Больше того: секли и женщин! И еще больше: всех провинившихся (дворников, конюхов, истопников, кухонных работников, исключая здесь работающих за повара, равно как и всякого рода служанок, даже наших нянечек) — секли солдаты!.. Это были солдаты небольшой команды, приставленной к Институту как для его внешней охраны, так и для соблюдения внутреннего порядка.

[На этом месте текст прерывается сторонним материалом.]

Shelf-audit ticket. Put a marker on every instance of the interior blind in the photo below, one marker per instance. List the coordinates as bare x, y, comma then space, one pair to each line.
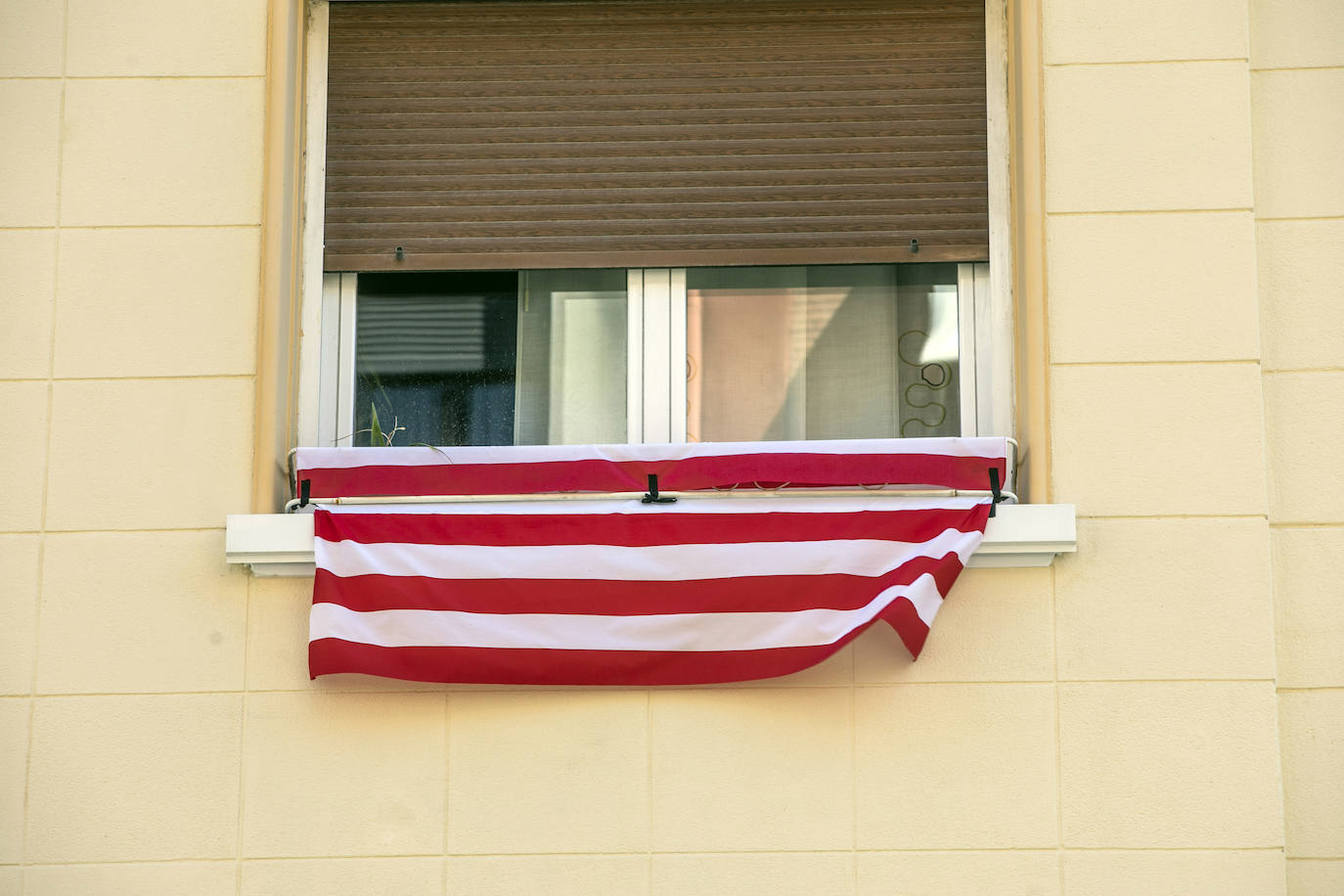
502, 135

…Госпожа Б., у которой была в служанках невольная героиня этой истории, согласно <своему> высокому положению классной инспектрисы, занимала квартиру в помещении самого Института, для ведения домашнего хозяйства имела она право на услуги двух оплачиваемых Институтом служанок (именно последнее обстоятельство сказало здесь свою роковую роль). Одной из этих служанок и была выпускница ‘Воспитательного дома для сирот из народа’ Саша. В лицо я запомнила ее как прихожанку, почти непременную на службах в нашей институтской церкви, в то время как обо всех других обстоятельствах жизни этой, помнится, милой и вместе с тем, кажется, скромной девушки узнала я уже после всего случившегося…
Саше изъявлял свою симпатию унтер-офицер команды Иванов, и уже они были помолвлены, когда вдруг из письменного стола классной инспектрисы исчезло десять рублей…
Скорее всего, действительно, деньги таки пропали, но ей, госпоже Б., прежде чем столь решительно увериться в том, кто их взял, надо бы было вспомнить и то, что всем было известно о необыкновенных, поразивших своей трагикомичностью всех служащих Института усилиях ее второй (гораздо более ею любимой служанки) по вхождению с унтер-офицером Ивановым в те же отношения, в какие он обещал вступить Саше. Впрочем, хозяйка Саши заявила, что если та даже успела эти десять рублей потратить, она их ей простит, но что она должна признаться…
Понятно, чего стоило бы Саше подобное признание в глазах того, кто уже вслух объявил ее своей будущей супругой! Напрасно Саша клялась всеми святыми (а я сама и отметила-то среди других эту девушку по выражению на ее лице той искренней убежденности, с какой она во время служб в нашем храме произносила вместе со всеми ‘Верую!..’), напрасно обещала отработать эти проклятые десять рублей, но что, однако, признаваться ей, Саше, не в чем. Инспектриса сама попросила начальницу нашего Института прислать солдат с розгами и сказала Саше, что уже отдано распоряжение возглавить предстоящую экзекуцию унтер-офицеру Иванову!..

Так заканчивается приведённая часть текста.